The blackmailer desires money, obviously, but even more he desires the humiliation of his “betters.” Beyond the potential for financial stability, which he could achieve in any number of legal or illicit ways, he desires payback from the world that has shown him no respect, from those who are respected. His punishment is obvious, and somewhat appropriate given his chosen profession of wrongly punishing others – he is hounded to death in the centre of British imperialist wealth by the policeman who has wrongly accused him of the murder. He is in an immediate sense both guilty and innocent – literally living off others’ guilt and innocent of this particular murder – but his punishment is appropriate according to the natural selection of the criminal sphere.
The blackmailer chose to enmesh himself in the crimes of others, and in this case was not quick enough to escape his own trap.

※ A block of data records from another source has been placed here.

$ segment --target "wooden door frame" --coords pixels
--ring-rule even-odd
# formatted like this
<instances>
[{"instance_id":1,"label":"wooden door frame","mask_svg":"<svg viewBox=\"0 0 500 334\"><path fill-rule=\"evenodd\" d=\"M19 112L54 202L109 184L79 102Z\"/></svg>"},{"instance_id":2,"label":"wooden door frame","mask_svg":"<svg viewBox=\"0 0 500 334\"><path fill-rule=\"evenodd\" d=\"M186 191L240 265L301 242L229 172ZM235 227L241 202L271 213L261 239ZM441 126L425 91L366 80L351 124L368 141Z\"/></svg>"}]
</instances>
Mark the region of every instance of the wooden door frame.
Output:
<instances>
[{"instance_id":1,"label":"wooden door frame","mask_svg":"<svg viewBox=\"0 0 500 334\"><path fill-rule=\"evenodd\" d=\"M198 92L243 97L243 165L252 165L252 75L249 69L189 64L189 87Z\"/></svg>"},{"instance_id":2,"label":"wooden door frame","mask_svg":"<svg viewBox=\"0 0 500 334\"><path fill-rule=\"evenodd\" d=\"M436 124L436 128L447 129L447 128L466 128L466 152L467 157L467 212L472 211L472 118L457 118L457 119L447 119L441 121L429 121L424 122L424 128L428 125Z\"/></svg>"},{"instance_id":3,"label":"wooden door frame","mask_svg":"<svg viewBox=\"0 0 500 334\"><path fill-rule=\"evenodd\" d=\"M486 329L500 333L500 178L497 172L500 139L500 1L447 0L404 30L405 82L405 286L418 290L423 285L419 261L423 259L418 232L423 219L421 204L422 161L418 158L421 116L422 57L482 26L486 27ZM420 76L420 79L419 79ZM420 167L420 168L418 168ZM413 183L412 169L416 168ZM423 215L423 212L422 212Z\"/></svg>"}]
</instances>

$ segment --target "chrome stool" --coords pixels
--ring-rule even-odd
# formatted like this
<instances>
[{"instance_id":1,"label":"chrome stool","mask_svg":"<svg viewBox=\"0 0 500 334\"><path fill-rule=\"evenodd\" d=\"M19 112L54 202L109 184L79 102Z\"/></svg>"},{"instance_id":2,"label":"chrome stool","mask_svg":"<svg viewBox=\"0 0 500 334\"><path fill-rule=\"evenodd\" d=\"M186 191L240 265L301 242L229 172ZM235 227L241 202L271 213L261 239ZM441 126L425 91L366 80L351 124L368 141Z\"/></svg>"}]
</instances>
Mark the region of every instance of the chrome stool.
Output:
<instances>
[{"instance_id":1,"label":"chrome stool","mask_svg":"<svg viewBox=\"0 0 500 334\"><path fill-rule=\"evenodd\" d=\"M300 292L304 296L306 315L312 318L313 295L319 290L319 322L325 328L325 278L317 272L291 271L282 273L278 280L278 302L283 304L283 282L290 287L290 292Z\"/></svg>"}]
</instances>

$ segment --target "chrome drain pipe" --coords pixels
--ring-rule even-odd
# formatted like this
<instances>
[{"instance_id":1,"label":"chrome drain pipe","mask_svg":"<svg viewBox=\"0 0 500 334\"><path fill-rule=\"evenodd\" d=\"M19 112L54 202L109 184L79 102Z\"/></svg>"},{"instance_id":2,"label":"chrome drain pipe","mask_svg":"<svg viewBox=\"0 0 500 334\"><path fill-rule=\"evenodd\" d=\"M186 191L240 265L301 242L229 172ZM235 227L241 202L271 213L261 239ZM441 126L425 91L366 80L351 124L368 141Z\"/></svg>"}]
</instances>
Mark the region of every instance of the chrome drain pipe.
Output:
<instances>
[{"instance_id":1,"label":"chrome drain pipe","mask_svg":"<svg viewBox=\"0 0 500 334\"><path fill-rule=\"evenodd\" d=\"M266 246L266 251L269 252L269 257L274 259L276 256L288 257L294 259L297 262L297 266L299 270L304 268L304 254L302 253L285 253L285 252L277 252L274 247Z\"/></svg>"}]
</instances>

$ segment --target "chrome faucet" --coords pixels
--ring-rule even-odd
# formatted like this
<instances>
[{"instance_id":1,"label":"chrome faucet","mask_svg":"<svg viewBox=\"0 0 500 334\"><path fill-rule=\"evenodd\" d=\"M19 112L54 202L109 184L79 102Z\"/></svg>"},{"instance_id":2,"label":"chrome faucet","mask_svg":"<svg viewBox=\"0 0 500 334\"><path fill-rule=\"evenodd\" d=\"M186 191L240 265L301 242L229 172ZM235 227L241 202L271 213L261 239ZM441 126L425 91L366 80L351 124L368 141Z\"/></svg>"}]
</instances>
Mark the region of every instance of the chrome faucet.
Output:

He wasn’t as smart as he thought he was, and his victims weren’t as wholesomely naïve as he thought they were. The white knight he looked forward to degrading was willing to leap into the mud with him first, use his own methods to entrap him, and to take the same satisfaction in the blackmailer’s grovelling ruination. Like Hulda in Flannery O’Connor’s A Good Man Is Hard To Find, he was done in not by his own immorality but by his expectation of integrity in the upstanding citizen he’d use.
Frank Webber, the boyfriend and, coincidentally, the detective assigned to investigate the artist’s murder, staidly desires advancement: promotion in work and marriage to the well-to-do shopkeeper’s daughter. Unfortunately, he lacks the maturity to earn either. The fates of himself, his girlfriend, and the blackmailer turn entirely on Frank’s connections and quick thinking, twisting the blackmailer’s evidence to implicate him instead of Alice. Frank is directly implicated in the blackmailer’s death, pushing the chase to reckless extremes; after all, isn’t it easier to tie up the loose end of the blackmailer and his tales of the real murderess than arrest him? He ruthlessly pushes back the other possible loose end, his girlfriend’s guilty conscience and the confession that would end his career, by bullying her into silence and preserving his future – both career and unincarcerated future spouse.
Nevertheless, Frank is punished by getting exactly what he wants, after destroying the fantasies about himself and Alice that made his dreams desirable.
The justice system is absent from this morality tale except as a tool. Instead, fate dispenses with a hard-boiled but right-wing conservatively just hand. Of the four criminals (rapist, murderer, blackmailer, and corrupt cop), two receive the death penalty and two get life in prison. Intentions cannot affect fate’s judgement, but impulsive actions can twist it to reflect one’s secret true character.
Class is the only other factor that can move fate’s hand in Blackmail: the dissolute rich man and the lower-class criminal are both punished by death. Although Frank uses the blackmailer’s methods and Alice revels in the artist’s sensual lifestyle, both are solidly middle-class but remain silent, disavowing their desires and crimes. They embrace and are rewarded with respectable middle-class futures.
The big! twist! of that, however, is the ‘true’ tragedy: while a successful match as the universal signifier for a happy ending was a cliché in Shakespeare’s time, these two will be punished for the rest of their shared lives by it; not a love match but partners in a perfect crime trapped in a mockery of marriage, only together to ensure the other keeps the secret that would destroy them.